The other thing I wonder about is cleanliness...there's no smell or obvious grime, but a *lot* of kids pass through this place and jump into those pits. I've heard stories about ball pits before, but I can't decide if a foam pit is better or worse.

Any thoughts?


----------



## mama ganoush (Jul 8, 2004)

ummmm, when i was young and wild (read as when i took lots of drugs) i used to go to foam parties and often the foam would sting and irritate my eyes.


----------



## chersolly (Aug 29, 2004)

But that was liquid foam?

Foam blocks sound fun. I'd like to jump into a pit of them.


----------



## mama ganoush (Jul 8, 2004)

oooooooooohhhhhhhh.

south beach's foam parties were legendary back in the day.








:


----------



## sleet76 (Jun 2, 2004)

We went to a gymnastics place that had a few of those for an open gym.
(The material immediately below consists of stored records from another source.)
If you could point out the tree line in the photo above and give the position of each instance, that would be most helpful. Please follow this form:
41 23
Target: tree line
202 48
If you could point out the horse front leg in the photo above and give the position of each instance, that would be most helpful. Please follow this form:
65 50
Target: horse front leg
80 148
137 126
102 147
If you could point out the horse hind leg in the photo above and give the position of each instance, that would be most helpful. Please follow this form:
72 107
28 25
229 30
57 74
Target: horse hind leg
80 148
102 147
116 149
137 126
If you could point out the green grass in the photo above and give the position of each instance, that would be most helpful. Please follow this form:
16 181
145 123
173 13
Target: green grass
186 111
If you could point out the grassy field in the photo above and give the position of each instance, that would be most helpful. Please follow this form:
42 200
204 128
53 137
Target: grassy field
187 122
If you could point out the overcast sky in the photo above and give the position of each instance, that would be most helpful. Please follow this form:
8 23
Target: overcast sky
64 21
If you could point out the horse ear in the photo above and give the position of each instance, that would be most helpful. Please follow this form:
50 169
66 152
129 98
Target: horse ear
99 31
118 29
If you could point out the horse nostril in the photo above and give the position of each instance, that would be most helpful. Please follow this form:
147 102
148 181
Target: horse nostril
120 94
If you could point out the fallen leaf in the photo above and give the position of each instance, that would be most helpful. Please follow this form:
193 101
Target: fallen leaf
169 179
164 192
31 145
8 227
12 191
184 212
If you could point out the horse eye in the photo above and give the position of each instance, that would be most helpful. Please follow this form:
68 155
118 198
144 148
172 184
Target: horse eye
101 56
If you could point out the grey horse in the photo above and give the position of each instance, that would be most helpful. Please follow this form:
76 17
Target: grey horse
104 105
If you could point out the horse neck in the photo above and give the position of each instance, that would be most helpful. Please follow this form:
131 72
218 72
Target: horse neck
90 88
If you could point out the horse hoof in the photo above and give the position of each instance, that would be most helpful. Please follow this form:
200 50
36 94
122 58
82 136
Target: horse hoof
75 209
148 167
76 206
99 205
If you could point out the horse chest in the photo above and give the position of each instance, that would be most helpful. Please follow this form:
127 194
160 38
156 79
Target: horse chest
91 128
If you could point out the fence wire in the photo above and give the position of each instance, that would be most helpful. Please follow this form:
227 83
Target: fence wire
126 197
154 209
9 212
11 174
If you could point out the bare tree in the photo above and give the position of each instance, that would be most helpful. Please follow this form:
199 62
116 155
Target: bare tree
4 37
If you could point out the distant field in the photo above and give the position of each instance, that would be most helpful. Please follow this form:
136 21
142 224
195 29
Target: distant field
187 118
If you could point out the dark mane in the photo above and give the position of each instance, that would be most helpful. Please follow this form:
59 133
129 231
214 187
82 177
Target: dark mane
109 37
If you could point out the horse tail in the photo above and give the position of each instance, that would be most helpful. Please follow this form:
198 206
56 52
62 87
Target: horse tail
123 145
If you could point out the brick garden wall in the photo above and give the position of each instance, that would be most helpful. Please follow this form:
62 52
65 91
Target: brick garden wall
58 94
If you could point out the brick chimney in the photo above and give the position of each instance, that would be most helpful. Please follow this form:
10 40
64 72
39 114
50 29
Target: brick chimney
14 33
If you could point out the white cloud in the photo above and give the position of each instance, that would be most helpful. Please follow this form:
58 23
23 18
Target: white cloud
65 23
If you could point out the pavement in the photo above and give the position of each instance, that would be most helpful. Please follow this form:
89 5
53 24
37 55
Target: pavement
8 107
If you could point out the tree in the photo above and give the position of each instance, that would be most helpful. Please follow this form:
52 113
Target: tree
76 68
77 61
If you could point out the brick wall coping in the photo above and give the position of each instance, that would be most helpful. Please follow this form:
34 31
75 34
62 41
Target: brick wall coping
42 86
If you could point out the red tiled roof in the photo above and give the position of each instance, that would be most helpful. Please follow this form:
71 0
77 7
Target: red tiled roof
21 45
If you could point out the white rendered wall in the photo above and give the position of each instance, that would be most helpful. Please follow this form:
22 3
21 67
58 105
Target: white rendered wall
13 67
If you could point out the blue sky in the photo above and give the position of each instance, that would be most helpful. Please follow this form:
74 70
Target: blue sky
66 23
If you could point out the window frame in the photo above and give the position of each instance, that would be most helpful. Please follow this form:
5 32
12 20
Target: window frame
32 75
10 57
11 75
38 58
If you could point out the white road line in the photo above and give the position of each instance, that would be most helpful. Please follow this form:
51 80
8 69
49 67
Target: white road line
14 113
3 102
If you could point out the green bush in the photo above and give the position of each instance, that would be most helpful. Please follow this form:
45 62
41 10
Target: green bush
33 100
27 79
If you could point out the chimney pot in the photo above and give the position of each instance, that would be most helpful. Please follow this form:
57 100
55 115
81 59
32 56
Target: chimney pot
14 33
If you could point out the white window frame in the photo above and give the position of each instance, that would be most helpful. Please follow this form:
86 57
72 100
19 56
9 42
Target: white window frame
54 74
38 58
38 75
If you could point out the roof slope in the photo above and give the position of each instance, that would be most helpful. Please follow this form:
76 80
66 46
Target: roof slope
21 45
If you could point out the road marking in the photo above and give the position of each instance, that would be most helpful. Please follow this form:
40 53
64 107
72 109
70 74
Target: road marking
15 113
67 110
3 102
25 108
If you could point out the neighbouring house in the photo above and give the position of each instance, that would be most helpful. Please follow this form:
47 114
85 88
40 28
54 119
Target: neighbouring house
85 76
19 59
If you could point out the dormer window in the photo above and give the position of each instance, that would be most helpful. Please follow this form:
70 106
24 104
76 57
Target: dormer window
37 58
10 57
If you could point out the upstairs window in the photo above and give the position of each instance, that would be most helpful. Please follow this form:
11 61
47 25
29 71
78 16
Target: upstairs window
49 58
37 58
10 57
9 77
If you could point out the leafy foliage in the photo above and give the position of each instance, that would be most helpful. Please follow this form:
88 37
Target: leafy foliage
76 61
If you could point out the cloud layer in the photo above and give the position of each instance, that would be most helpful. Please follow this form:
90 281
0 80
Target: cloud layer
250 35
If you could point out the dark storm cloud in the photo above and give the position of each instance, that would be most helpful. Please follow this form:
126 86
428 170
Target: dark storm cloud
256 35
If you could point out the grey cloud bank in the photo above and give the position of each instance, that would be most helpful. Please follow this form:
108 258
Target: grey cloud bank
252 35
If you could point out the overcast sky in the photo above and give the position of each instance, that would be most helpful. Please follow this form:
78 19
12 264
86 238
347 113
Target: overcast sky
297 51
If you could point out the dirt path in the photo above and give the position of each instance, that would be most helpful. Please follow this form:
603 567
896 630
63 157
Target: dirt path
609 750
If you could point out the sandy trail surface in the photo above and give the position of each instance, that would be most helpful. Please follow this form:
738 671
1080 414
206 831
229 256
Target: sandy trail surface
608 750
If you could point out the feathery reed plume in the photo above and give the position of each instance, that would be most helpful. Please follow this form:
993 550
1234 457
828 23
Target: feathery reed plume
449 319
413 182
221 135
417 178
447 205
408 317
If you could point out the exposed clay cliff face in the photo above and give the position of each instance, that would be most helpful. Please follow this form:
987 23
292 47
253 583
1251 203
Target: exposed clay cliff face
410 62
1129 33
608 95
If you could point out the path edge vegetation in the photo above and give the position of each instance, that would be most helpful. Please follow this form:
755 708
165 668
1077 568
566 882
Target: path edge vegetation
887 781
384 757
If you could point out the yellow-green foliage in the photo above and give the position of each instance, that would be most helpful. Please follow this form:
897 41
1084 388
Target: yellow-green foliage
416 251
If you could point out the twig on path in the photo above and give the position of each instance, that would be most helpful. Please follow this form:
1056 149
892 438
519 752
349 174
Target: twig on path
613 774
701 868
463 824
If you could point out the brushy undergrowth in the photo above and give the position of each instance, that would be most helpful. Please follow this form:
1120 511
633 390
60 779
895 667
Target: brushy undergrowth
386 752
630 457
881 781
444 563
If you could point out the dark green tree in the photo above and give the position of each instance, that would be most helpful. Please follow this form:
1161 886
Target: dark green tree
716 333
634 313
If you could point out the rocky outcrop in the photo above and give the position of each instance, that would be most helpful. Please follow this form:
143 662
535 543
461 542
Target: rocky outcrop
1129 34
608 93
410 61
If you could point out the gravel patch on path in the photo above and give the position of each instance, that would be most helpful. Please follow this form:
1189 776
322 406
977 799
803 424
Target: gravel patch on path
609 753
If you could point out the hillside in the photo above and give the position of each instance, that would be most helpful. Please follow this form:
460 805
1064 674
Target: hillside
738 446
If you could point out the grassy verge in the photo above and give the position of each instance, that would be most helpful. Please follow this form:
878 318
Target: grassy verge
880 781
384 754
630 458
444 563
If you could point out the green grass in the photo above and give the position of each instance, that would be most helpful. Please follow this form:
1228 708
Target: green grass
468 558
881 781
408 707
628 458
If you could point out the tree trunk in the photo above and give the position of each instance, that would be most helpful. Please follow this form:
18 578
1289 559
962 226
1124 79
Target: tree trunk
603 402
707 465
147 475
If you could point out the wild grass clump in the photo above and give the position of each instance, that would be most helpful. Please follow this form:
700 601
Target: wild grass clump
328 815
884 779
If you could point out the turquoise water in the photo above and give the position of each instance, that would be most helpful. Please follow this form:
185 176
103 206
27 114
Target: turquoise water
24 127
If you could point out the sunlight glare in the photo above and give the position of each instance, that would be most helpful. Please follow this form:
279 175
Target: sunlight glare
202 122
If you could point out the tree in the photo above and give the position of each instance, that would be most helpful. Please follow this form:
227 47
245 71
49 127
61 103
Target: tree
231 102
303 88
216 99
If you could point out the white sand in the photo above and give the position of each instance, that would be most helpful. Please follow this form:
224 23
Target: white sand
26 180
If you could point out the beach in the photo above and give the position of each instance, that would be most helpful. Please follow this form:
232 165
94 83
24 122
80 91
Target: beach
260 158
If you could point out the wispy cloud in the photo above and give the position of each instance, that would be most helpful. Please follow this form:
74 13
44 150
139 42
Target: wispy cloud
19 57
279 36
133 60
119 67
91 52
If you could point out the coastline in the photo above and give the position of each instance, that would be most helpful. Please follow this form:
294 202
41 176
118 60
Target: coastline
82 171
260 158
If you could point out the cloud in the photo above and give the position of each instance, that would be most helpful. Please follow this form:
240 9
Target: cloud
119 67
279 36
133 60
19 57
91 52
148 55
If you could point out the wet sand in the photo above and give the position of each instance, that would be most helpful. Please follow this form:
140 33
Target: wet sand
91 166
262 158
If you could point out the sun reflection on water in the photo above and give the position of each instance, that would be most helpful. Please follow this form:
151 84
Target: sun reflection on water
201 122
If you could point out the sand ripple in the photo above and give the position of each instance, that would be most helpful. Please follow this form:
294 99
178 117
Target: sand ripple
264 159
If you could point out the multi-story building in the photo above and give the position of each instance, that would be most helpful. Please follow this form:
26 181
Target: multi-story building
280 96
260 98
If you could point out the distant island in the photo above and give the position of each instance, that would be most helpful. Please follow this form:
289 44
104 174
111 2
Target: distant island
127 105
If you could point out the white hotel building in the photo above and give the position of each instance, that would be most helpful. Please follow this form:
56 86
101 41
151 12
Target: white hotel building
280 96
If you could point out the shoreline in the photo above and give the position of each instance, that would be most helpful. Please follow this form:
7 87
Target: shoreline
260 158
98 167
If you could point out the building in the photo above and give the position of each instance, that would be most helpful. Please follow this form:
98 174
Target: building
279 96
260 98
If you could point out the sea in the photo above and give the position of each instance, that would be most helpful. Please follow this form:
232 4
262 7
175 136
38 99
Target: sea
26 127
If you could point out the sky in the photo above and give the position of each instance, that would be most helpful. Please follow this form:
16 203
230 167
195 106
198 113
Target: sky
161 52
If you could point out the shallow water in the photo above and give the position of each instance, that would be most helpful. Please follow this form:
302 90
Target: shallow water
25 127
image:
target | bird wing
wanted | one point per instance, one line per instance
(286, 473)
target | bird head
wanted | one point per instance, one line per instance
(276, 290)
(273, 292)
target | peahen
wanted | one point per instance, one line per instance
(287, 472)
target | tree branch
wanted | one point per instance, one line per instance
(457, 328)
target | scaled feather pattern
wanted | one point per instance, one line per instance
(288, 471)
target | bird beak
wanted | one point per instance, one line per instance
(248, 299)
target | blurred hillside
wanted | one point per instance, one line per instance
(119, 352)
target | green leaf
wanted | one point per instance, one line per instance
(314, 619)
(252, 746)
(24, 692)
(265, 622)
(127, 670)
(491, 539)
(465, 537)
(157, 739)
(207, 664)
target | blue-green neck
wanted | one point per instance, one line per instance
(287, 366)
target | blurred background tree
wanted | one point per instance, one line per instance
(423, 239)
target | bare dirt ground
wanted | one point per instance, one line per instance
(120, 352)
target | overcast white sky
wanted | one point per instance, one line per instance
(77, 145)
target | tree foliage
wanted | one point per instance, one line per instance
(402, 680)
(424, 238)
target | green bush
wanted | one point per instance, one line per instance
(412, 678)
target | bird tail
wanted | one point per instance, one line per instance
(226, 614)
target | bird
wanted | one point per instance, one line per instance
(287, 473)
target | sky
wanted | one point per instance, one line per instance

I didn't let DD jump in at the time, but only because I felt she was too small. She was only 18 or 19 months old. I didn't think she could maneuver herself well enough to get her self mobile again and out and also avoid jumping on someone or help herself be safe if someone jumped on her.

However, if we go again and she is old enough, I would let her. I'd just wash her hands after being done playing (for illness prevention). I figure whatever level of off-gassing there may be would not likely be damaging for the few minutes she'd spend in it--she spends MUCH, MUCH more time on our couch and in the car--places where there is foam that she is in daily contact (under fabric, of course).


----------



## wildmonkeys (Oct 4, 2004)

I do. I actually teach gymnastics two hours a week at a place that has a foam pit and my classes jump into it at the end - I even play a game where I have them balance foam blocks on their heads and have them pop them off like jack-in-the-box when I call out their names.

I take my kiddos to open gym there and let them both go in as well....

I do know that there are specific companies that sell the foam for that very purpose so I would think they would create it with environmental safety in mind.

That being said - INSIST they jump in feet first - foam pits are soft but kids can really hurt their necks if they treat it like water.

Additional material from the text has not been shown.